Mood:

Topic: Daily Eruptions
I had another dream this morning of Ken. He's visited me in my dreams every six months or so since I wrote to him via Classmates.com, but he doesn't speak. This morning he knocked at the door of a house I was living in and we went outside to a small trailer I seemed to be using as a writing studio. Then he was gone and I had the urge to email him at home, but even in the dream I restrained myself from doing that because I know it's against the "rules" he and his wife must have.
I woke up feeling more frustrated by this visit than any of the others because I couldn't sense any emotion or reason behind it. Once, he showed me his children and once he just sat with me and I woke up feeling peaceful, but this morning he just appeared and disappeared.
When I got to work this morning, a small, cornflower blue butterfly blocked my path for a few moments by flitting back and forth in front of my feet. Of course, this, too, reminded me of Ken because when we were breaking up I had recently heard about the butterfly effect for the first time and in one of his letters he asked me if I still felt him moving in my life even though I no longer saw him. So butterflies remind me of a man I haven't seen in seventeen years - how crazy does that make me?
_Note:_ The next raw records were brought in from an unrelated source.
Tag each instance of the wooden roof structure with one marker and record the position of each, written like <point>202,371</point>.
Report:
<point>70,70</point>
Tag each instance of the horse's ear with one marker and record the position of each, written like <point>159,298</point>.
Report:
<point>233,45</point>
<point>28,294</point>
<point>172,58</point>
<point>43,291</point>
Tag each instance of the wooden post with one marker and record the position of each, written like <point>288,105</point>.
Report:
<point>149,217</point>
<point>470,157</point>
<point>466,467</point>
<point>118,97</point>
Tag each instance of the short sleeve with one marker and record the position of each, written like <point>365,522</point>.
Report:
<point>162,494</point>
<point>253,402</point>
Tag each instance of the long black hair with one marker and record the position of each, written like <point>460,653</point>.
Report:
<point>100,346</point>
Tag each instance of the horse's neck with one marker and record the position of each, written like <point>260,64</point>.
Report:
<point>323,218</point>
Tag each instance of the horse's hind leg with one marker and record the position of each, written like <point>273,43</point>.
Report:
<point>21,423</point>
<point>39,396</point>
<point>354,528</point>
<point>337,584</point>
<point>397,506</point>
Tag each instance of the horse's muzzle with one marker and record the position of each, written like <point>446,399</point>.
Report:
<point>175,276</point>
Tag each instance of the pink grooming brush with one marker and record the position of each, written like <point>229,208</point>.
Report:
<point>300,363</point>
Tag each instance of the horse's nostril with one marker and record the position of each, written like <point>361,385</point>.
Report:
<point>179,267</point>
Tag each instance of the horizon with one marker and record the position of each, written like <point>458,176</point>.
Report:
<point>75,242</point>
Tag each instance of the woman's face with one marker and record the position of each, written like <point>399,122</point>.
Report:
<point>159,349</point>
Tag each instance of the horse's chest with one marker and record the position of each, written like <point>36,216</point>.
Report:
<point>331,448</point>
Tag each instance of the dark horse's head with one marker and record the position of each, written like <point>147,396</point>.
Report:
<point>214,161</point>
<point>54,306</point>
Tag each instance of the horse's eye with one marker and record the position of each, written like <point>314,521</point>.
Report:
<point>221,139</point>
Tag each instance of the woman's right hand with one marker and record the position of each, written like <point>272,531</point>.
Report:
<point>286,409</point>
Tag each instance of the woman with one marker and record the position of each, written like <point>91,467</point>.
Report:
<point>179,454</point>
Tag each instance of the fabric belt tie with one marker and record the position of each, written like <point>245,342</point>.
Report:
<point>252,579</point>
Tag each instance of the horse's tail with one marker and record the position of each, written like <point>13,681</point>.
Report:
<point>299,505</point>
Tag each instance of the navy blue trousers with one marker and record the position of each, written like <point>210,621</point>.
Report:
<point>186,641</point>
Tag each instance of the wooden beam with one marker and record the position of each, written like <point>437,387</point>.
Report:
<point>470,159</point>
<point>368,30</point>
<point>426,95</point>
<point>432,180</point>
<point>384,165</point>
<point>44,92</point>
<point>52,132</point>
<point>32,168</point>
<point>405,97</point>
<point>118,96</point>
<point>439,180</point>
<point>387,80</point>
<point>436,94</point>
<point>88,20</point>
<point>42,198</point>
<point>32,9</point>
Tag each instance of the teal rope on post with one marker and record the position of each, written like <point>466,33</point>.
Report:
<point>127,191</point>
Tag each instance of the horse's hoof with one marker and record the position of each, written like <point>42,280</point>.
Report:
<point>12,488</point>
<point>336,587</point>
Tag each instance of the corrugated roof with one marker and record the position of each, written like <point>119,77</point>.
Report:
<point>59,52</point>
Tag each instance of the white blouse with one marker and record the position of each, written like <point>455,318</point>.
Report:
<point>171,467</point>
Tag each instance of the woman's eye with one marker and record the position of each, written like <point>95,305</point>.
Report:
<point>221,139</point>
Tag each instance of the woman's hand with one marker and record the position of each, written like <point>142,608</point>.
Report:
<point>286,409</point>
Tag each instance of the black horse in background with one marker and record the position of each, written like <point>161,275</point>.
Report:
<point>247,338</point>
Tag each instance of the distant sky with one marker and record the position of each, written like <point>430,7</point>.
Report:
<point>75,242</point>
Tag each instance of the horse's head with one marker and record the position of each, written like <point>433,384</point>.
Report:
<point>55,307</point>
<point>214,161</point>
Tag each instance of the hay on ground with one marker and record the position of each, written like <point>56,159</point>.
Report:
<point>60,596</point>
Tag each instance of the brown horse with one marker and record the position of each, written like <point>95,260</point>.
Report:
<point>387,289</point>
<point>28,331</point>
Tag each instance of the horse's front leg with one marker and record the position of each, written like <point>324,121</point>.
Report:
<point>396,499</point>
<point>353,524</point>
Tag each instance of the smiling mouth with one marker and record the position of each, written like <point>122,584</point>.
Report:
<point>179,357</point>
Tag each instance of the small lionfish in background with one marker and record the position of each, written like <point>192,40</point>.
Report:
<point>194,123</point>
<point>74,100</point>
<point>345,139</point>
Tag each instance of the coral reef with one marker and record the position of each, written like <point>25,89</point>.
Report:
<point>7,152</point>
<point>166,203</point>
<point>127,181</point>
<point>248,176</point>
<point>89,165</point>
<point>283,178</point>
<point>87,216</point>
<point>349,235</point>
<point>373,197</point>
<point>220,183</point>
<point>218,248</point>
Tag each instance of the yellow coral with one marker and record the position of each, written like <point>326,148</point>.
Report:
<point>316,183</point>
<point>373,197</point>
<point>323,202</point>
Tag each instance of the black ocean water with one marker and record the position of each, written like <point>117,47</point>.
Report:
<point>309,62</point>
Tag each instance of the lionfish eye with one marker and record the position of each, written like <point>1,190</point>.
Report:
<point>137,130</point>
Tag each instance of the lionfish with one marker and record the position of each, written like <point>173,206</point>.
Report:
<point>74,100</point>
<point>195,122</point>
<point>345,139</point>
I think he's on my mind because the class of 1986 is having its 20-year reunion next month and I don't think I'm going to go. I can't really justify the expense of going all the way to Michigan for it because I have to go (and WANT to go) to Chad and LaToya's wedding in Michigan only three weeks later and two trips in one month is beyond our budget. Plus, most of the people I really care about seeing are already in contact with me, many are from a different class, and most will be at Chad's wedding. I might like to see Brian and Paul and a few other people, but since I've reconnected with Scott in San Francisco, I've pretty well caught up again with the people who left a void. The thing that's still pulling me to go is Ken (and Tad whom I bugged for months to save the date before I knew Chad's wedding was happening and whom, of course, I would love to see). But, there is a chance Ken won't go to any of the reunion activities, and even if he did, he'd probably take Christine and I wouldn't have a chance to talk to him, anyway. There's also a chance that my being there might keep him away. I talked to Scott in S. F. about this (because the sweet man called me on a Sunday evening out of the blue!), and he wondered what I could possibly have to say to Ken now. Of course this is a reasonable question to which there probably is no reasonable answer, but it's one that still haunts me.